Lorsque l'on parle de pieuvres, il ne s'agit pas d'une espèce, mais de tout un ordre taxonomique, les octopodes, classés en familles taxonomiques et en genres. Au total, plusieurs centaines d'espèces de pieuvres sont connues, chacune présentant des caractéristiques spécifiques allant de la taille à l'intelligence.
Les pieuvres, dans leur ensemble, sont donc théoriquement capables de s'adapter à de nombreux changements susceptibles de conduire l'homme à l'extinction. En d'autres termes, ils sont très résistants. Vivre sous l'eau signifie également une "protection" supplémentaire contre les changements qui pourraient conduire à la ruine de notre espèce.
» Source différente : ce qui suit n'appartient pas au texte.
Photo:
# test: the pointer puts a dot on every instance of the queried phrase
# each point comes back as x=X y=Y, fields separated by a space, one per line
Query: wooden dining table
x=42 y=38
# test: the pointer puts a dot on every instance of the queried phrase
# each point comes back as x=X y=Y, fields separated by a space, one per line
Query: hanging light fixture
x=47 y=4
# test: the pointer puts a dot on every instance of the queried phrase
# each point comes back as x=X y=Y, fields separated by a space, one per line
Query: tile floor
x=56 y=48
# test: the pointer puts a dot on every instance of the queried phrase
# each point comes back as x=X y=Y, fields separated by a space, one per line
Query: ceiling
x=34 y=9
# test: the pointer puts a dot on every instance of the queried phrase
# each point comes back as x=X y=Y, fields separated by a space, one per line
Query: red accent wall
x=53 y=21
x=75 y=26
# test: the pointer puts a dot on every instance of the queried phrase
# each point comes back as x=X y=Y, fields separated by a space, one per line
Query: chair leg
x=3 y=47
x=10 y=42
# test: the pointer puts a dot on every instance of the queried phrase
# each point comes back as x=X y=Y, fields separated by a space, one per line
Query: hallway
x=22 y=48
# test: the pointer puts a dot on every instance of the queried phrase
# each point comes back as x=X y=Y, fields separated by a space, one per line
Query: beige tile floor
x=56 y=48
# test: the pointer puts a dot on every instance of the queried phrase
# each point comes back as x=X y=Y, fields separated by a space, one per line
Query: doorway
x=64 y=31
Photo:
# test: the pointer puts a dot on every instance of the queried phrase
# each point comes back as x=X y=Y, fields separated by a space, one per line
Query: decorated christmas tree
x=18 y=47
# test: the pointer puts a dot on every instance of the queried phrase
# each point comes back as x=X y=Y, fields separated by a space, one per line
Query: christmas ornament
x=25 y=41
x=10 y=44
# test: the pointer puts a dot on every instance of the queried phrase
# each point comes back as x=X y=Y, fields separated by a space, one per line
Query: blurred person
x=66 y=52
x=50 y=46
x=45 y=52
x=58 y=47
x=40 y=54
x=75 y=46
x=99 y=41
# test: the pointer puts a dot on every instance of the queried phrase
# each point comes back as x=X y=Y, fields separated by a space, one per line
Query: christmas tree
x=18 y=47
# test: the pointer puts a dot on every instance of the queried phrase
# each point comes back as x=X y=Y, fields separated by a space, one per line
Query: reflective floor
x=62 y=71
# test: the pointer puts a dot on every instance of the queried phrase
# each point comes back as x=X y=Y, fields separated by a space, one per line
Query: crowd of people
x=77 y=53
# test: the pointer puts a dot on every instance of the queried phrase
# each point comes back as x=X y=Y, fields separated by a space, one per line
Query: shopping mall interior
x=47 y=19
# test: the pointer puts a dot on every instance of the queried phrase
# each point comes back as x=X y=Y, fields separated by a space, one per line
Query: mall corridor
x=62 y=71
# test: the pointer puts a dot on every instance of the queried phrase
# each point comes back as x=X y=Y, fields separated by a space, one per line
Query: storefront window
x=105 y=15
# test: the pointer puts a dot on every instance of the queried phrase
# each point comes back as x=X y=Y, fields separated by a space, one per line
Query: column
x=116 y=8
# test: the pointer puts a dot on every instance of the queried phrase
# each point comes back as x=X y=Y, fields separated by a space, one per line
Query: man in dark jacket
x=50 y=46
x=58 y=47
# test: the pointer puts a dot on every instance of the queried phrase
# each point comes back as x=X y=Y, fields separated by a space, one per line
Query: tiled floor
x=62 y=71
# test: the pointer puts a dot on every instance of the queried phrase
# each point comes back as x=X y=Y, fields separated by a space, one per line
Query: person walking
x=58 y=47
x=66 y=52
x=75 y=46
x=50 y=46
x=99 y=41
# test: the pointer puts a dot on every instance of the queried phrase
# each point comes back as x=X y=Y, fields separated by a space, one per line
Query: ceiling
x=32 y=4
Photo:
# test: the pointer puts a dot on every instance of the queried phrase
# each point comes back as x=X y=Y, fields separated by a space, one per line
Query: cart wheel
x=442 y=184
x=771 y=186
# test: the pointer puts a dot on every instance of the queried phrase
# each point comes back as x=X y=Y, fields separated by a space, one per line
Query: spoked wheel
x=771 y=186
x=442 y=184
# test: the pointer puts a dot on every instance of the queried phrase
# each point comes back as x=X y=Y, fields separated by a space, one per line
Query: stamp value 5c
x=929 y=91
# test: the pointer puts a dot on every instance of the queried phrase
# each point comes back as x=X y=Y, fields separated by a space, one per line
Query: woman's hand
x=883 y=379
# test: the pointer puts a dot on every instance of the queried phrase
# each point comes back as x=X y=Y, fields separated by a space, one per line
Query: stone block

"Il existe de nombreuses espèces de pieuvres, pas seulement une (...) et elles vivent dans une grande variété d'habitats, y compris les océans profonds et les habitats côtiers", a expliqué M. Coulson, comme l'a rapporté Popular Mechanics. "Si certaines populations de certaines espèces peuvent se porter mal, je pense que d'autres ont une chance de survivre (...) et de diverger au cours de l'évolution pour coloniser une grande variété d'habitats", a-t-il ajouté.
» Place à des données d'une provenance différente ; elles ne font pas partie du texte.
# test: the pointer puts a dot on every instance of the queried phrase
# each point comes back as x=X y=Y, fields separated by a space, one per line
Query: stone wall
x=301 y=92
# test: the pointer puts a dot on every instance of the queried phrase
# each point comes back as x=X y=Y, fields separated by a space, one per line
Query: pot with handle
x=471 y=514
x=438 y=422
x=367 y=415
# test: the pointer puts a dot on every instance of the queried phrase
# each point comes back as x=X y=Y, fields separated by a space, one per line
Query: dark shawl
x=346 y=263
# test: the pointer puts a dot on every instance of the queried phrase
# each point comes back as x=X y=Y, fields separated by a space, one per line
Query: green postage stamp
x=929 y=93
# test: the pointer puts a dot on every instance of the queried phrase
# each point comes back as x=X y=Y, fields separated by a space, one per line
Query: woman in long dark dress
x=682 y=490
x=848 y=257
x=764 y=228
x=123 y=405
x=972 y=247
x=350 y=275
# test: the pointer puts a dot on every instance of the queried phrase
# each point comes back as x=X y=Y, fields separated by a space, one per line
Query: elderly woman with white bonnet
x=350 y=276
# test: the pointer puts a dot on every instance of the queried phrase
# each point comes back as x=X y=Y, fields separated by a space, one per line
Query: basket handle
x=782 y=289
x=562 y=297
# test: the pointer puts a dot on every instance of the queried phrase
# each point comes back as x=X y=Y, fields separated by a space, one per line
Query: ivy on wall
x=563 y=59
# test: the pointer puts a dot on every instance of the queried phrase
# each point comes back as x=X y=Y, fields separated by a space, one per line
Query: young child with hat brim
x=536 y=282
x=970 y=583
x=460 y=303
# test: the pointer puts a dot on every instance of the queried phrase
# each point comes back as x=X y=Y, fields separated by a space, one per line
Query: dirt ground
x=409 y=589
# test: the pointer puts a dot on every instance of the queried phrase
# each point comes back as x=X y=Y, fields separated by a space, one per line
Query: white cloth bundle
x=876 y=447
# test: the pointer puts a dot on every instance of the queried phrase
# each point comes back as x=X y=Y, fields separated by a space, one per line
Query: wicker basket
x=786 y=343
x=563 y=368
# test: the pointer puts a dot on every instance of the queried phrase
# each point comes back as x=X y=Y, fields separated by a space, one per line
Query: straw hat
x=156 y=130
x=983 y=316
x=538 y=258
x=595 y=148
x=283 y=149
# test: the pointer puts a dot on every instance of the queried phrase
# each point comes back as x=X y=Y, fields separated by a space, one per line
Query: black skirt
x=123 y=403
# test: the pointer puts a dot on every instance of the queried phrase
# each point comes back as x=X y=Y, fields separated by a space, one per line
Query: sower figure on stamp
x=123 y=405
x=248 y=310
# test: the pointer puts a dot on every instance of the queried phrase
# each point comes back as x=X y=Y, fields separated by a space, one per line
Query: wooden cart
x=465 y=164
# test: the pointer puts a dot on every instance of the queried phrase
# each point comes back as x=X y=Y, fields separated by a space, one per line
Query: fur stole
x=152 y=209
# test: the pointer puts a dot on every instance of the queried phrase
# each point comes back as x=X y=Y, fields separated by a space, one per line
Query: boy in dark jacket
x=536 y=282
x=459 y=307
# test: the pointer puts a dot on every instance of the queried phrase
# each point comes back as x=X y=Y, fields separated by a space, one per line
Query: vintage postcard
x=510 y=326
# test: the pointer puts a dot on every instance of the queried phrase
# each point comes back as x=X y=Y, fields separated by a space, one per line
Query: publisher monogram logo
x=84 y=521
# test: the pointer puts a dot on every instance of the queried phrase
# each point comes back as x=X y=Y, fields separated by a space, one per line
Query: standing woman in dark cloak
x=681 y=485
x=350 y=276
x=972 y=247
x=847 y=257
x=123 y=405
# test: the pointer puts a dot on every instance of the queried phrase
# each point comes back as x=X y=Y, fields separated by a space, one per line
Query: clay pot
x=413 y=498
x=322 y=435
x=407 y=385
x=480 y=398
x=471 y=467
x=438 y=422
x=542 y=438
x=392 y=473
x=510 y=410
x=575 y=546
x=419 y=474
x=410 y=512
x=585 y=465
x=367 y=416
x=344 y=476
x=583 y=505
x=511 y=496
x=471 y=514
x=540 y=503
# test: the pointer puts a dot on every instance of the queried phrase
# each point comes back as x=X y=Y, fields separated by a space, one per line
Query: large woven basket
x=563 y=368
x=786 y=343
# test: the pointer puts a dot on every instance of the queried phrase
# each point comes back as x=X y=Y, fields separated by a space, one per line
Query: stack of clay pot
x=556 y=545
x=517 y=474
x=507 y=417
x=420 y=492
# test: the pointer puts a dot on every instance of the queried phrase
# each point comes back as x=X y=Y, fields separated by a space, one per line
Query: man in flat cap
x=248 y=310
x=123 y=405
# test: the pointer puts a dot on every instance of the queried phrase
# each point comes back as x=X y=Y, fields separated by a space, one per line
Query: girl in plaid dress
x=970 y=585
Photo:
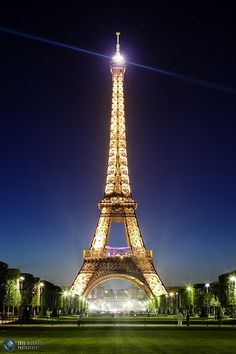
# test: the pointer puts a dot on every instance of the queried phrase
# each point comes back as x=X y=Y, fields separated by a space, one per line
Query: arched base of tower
x=137 y=269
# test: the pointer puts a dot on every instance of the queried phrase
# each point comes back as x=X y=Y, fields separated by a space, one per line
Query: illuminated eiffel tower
x=133 y=262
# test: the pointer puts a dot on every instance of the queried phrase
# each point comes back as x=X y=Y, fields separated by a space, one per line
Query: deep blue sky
x=55 y=115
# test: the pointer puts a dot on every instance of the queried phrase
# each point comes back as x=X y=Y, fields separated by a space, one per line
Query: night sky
x=181 y=136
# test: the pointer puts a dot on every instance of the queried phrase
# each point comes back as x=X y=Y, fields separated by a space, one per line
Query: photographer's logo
x=8 y=345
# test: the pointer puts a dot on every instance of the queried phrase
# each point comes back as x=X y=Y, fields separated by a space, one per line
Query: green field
x=125 y=339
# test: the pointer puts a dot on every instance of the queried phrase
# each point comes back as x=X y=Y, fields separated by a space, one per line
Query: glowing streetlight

Le deuxième facteur qui fait des pieuvres des candidats au développement d'une civilisation est leur intelligence. Il est frappant de constater que les pieuvres possèdent neuf cerveaux, un dans chacun de leurs huit membres et un "central" qui coordonne l'activité des autres. Bien que le terme "cerveau" puisse être appliqué à ces organes nerveux, il fait l'objet d'un débat.
Avoir beaucoup de cerveaux n'est pas synonyme d'intelligence ; nous savons que la taille n'est pas le seul déterminant des cerveaux. Cependant, nous avons pu constater l'intelligence de ces invertébrés à la fois dans des expériences de laboratoire et dans la nature. Les pieuvres sont capables d'imiter leur environnement et même d'utiliser des objets de leur environnement comme outils.
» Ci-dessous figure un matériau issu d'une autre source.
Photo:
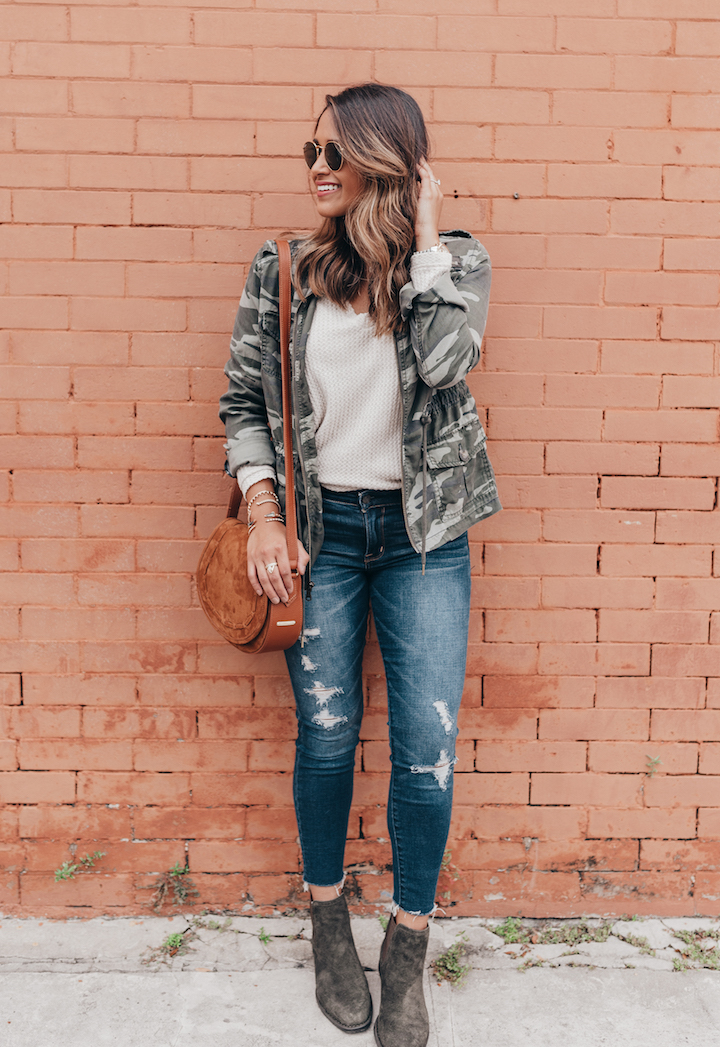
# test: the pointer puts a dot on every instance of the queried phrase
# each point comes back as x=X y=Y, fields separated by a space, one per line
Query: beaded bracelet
x=260 y=494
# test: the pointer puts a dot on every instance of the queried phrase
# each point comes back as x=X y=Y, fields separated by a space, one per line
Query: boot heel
x=403 y=1019
x=341 y=987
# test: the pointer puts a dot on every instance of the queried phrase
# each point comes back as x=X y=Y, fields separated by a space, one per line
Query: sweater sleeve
x=447 y=321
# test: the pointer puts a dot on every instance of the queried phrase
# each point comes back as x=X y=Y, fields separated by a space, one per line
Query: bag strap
x=285 y=310
x=285 y=314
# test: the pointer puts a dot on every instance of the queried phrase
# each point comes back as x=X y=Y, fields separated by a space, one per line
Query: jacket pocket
x=449 y=461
Tim Coulson examine également les inconvénients auxquels les pieuvres seraient confrontées en développant leur propre civilisation. Le premier est l'énergie : toute civilisation a besoin de sources d'énergie pour prospérer. Avant l'avènement de la civilisation, les hommes exploitaient l'énergie chimique de la combustion pour chauffer leurs grottes et leurs maisons. Ce n'est que plus tard que la traction animale ou l'énergie éolienne des moulins à vent sont venues compléter ce dispositif.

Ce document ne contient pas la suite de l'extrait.